# Feature Processing

## Feature Processing¶

### Extract features and targets¶

splitFeaturesAndTargets

• Type: DataPipe[Stream[String], Stream[(DenseVector[Double], Double)]]
• Result: Take each line which is a comma separated string and extract all but the last element into a feature vector and leave the last element as the "target" value.

### Extract Specific Columns¶

extractTrainingFeatures(columns, missingVals)

• Type: DataPipe[Stream[String], Stream[String]]
• Result: Extract a subset of columns from a stream of comma separated string also replace any missing value strings with the empty string.
• Usage: DynaMLPipe.extractTrainingFeatures(List(1,2,3), Map(1 -> "N.A.", 2 -> "NA", 3 -> "na"))

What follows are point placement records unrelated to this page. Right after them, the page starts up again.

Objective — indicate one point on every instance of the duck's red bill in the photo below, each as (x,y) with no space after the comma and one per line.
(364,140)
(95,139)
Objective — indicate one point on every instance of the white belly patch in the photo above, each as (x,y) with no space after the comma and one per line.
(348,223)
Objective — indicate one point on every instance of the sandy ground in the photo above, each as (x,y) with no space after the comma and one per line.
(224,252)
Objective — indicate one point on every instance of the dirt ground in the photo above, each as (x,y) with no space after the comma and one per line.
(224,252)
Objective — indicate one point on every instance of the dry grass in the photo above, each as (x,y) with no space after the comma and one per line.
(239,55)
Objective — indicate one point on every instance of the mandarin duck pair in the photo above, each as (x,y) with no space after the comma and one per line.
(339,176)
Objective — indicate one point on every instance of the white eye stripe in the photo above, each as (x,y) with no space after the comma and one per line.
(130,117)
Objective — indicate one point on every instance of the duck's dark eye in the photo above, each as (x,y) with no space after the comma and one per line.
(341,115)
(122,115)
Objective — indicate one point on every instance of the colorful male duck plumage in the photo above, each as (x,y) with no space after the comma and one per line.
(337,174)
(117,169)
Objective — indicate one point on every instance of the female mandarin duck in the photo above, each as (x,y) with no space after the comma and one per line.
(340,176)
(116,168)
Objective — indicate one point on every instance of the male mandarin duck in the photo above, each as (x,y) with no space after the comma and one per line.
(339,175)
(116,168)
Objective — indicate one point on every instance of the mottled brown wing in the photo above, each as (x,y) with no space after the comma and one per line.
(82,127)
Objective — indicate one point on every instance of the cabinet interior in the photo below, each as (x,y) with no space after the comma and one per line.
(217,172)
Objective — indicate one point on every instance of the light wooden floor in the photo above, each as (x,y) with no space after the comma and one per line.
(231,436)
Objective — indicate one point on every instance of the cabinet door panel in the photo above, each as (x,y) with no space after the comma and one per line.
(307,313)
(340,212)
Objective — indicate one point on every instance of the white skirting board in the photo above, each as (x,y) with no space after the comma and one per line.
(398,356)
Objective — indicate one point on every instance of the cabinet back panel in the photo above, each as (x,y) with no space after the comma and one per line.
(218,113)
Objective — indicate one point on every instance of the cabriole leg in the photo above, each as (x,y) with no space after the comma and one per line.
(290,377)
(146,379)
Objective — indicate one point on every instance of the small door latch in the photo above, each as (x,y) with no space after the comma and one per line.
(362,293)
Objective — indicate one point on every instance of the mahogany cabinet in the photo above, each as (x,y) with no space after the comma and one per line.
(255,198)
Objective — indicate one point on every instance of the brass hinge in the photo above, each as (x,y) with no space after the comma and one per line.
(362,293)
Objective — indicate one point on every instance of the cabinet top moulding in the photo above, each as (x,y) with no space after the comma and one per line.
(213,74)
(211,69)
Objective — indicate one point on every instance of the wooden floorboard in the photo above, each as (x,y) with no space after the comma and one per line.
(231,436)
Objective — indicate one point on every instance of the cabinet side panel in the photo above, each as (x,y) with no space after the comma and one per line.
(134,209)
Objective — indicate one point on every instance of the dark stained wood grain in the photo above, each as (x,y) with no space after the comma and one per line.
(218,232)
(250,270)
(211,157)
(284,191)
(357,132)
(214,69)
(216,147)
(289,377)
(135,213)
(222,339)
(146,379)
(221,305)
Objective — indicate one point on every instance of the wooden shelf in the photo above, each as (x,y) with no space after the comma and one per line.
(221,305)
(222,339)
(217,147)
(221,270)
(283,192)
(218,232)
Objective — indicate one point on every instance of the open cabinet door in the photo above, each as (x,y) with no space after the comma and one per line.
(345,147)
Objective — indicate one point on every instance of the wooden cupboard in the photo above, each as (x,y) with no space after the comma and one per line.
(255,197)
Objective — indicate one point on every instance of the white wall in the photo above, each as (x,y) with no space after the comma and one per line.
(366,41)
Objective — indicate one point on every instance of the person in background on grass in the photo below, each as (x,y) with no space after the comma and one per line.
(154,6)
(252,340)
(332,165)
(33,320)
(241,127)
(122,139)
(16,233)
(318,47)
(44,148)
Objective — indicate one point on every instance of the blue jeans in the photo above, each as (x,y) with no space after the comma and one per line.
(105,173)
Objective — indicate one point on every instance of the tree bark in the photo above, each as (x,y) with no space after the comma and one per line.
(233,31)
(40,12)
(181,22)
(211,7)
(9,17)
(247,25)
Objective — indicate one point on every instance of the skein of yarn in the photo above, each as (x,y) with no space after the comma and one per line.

### Gaussian Scaling of Data¶

gaussianScaling

• Result: Perform gaussian normalization of features & targets, on a data stream which is a of the form Stream[(DenseVector[Double], Double)].

### Gaussian Scaling of Train/Test Splits¶

gaussianScalingTrainTest

• Result: Perform gaussian normalization of features & targets, on a data stream which is a Tuple2 of the form (Stream(training data), Stream(test data)).

### Min-Max Scaling of Data¶

minMaxScaling

• Result: Perform 0-1 scaling of features & targets, on a data stream which is a of the form Stream[(DenseVector[Double], Double)].

### Min-Max Scaling of Train/Test Splits¶

minMaxScalingTrainTest

• Result: Perform 0-1 scaling of features & targets, on a data stream which is a Tuple2 of the form (Stream(training_data), Stream(test_data)).